# Rust proofing frames



## Northman (Feb 6, 2005)

What and how are you applying to your frames. 

Reason I ask I have had 2 plow set ups, a 80 jeep frame rusted out and 89 chevy rusted out now. I am wanting to try and slow this down on the 01 I just picked up.

My dad said a farmer uses a mix of diesel and trans fluid then sprays the frame down. Every year. Good results from what he says.

Also heard of using used motor oil on frames. How the heck do you spray used motor oil onto frame? Mix with something to thin it out?

Then I have heard of the pricey stuff like POR, Chassis saver etc.


----------



## lilweeds (Aug 3, 2007)

I am trying a wax based undercoat this year from http://www.valugard.net

I also use fluid film for those hard to reach areas. Tough to keep it completely clean.


----------



## DareDog (Oct 22, 2007)

use old motor oil here, put old paint sprayer, or use paint brush.
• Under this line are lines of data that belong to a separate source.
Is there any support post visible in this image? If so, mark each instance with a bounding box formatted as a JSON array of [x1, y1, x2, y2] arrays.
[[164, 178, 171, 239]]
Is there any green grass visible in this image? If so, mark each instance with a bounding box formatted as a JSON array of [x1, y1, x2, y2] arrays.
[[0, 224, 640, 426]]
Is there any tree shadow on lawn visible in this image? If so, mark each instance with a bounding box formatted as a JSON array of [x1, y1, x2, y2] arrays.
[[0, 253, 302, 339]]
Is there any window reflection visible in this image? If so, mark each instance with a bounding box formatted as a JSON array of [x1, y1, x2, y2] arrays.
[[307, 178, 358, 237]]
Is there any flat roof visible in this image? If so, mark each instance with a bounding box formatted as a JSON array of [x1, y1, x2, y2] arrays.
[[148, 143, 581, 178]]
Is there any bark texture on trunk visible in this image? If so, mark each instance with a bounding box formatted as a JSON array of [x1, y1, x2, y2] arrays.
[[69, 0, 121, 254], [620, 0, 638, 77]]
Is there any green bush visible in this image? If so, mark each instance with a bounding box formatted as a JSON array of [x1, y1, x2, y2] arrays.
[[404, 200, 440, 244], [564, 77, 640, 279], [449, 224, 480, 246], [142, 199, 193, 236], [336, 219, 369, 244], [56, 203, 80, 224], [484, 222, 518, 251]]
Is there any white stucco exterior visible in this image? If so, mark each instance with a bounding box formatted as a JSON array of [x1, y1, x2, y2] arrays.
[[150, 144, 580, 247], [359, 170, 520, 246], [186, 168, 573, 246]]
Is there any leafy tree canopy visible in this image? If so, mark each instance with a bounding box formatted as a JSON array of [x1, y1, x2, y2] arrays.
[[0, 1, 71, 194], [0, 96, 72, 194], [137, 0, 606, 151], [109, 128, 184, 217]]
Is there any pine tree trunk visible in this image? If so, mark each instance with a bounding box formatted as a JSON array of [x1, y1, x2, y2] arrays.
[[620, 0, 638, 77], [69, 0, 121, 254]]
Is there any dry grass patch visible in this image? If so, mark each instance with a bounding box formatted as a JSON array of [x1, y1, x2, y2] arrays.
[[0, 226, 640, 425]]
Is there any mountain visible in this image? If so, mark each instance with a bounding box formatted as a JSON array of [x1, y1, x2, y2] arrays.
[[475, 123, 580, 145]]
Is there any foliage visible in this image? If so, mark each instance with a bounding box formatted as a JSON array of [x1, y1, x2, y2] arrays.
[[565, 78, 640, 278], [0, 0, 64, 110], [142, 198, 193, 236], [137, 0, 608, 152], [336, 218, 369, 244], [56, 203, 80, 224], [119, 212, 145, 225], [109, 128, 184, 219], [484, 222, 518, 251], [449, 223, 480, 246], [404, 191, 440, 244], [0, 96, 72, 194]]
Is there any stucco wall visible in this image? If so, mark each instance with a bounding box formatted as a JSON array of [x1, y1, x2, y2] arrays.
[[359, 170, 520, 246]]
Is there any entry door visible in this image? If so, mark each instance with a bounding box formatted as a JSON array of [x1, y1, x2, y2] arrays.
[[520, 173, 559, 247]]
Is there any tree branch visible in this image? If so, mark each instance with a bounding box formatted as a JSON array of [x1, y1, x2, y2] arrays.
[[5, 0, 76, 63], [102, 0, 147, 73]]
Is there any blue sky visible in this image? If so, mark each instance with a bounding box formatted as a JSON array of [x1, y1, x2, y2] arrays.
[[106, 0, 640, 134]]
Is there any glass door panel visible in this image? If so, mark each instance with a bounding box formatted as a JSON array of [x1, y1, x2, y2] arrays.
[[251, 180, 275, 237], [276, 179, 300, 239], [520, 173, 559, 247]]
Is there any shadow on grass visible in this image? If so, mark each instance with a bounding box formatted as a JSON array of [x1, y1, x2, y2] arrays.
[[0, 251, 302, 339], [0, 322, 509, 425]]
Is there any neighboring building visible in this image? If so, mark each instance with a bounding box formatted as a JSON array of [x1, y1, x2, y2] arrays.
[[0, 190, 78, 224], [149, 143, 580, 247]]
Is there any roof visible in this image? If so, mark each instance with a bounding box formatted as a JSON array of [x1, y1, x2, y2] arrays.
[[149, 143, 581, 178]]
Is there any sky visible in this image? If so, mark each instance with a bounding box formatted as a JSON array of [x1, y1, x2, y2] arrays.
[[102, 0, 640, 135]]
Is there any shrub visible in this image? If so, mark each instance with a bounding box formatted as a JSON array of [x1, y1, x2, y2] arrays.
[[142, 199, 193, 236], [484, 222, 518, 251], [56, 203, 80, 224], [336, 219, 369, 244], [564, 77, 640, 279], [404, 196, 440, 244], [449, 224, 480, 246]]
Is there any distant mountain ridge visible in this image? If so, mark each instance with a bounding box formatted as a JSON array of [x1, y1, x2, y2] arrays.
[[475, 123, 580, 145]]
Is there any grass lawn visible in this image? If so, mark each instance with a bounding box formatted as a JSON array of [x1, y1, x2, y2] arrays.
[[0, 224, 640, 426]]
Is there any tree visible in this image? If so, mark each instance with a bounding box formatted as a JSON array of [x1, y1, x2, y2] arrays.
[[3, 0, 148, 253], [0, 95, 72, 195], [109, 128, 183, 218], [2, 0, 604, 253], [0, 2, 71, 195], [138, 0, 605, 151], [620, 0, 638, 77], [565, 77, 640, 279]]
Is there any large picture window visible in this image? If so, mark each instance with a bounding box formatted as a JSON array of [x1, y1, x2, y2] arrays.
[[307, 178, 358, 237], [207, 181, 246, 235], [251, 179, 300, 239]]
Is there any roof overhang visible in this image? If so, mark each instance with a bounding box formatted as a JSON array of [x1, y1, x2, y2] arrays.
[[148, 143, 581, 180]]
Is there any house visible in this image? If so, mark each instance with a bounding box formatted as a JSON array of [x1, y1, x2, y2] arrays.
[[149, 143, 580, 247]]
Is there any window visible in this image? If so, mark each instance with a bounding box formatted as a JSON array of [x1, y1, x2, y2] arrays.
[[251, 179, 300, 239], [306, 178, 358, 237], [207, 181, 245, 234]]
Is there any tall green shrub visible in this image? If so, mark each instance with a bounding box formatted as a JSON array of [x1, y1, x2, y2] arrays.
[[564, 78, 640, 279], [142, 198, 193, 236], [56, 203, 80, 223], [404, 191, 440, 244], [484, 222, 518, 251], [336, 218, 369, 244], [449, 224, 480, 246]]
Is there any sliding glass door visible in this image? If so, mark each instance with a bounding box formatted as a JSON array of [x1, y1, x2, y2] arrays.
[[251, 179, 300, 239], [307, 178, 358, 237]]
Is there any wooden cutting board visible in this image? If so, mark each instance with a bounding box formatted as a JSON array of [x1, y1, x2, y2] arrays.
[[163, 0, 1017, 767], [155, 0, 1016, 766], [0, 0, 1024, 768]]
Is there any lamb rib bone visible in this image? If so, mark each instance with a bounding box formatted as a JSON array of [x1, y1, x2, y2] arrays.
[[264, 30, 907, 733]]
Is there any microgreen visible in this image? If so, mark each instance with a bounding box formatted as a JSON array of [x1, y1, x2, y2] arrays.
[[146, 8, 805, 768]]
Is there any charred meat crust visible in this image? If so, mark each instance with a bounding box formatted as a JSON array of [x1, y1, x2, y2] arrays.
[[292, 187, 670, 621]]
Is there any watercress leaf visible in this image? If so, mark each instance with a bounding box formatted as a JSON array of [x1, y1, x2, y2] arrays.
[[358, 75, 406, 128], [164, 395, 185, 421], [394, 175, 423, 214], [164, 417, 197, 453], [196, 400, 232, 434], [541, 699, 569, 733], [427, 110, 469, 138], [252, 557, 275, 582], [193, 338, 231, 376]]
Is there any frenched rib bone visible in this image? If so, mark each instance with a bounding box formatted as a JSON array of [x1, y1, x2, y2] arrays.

pulled plugs out on rocker panel filled it with oil and drove around and then drained it out.


----------



## Northman (Feb 6, 2005)

Read alot on the FF today so I think I am going with fluid film this year to see. 
Being before I had read about using old oil. I burned up 10 gals worth. Will save the old oil to maybe try it next year if the FF dont work out.

Thanks for input.


----------



## TMLGC (Sep 22, 2013)

I just used a brush to coat all my lines, wheel wells, rockers, bottom of doors, then a 50/50 mix of ATF and the rest of the used oil from my Walker mower in a pump sprayer to soak the rest of the frame and underneath bed supports, backside of bumper and any other holes I could shoot it in. Messy but works well, hate rust repair I've wasted enough on that in the past.

The ATF helps the oil shoot out the sprayer better as it thinned it out just enough.


----------



## Dewey (Feb 1, 2010)

I mix Diesel with used motor oil and spray it with one of those pump style deck sprayers....


----------



## Northman (Feb 6, 2005)

The more I read on FF the more it starts to sound like a snake oil gimmick?

Lanolin base and reapply every 6mts reapply. 

Thinking of saving my $$$ and going with diesel, trans or old oil mix this year now.


----------



## lilweeds (Aug 3, 2007)

I can say from experience Fluid Film is the way to go, especially on a new truck.


----------



## RS69 (Jan 6, 2013)

Northman;1846198 said:


> What and how are you applying to your frames.
> 
> Reason I ask I have had 2 plow set ups, a 80 jeep frame rusted out and 89 chevy rusted out now. I am wanting to try and slow this down on the 01 I just picked up.
> 
> ...


I have painted my frame with POR15 a few years ago, for additional piece of mind, I sprayed my understand a mix of used motor and transmission oil a couple of weeks ago. I pulled out the drain plugs in the cab corners and sprayed in the door panels too. This is the first time I am trying the used motor oil method. I thought about the fluid film stuff and thought it kinda pricey for what it is, since I can get the amsoil heavy duty protector locally. The amsoil works but washes off after a few months, so this why I trying the oil method this year.


----------



## secret_weapon (Jan 24, 2007)

I wonder if anyone else has heard of this, I had a friend tell me he sprays the underside with boiled linseed oil. He said a few light coats. Looks to be holding up to me. I already sprayed FF on my truck so I don't think this will work now, it needs to dry to a clean surface. Might try next year though.


----------



## Brian Young (Aug 13, 2005)

My parents bought a new Ford several years ago and had the dealer undercoat it with a thicker waxy spray and I ended up buying the car about 10 years or so later because it was still rust free. This was a yellowish, thicker waxy spray and of course the dealer quite doing it because people thought it was a scam but it definitely worked. FF seems to work on places like inner doors and cab corners but seems to wash off of frames pretty quick. I was religious about my 06 when it was new, I removed what plugs I could and sprayed FF a couple times a year and its still rust free except a couple spots around the rear wheel wells  The truck frame isn't rusted but looks like it lost the paint in several spots. I plan on power washing both our truck's frames and spraying it with this stuff I got for my dump bed insert, it's like POR 15 but a bit cheaper and so far this stuff is holding up very well on the bed. It "converts" rust and sticks to anything thats not really loose.


----------



## Brian Young (Aug 13, 2005)

Was going to add, if you use FF, don't buy the cans! They seem to run anywhere from 9.99-12.00 for a little 12 or 16 oz. can. I bought a gallon of it several years ago and still have 1/4 of that gallon left. We use a cheap undercoating gun and a 3ft or so piece of fuel line to get into the hard to reach places and it works out very well.


----------



## MatthewG (Jun 16, 2009)

lilweeds;1846536 said:


> I am trying a wax based undercoat this year from http://www.valugard.net
> 
> I also use fluid film for those hard to reach areas. Tough to keep it completely clean.


Hey me too! Valugard is going on my new F550 right now from line X of quakertown


----------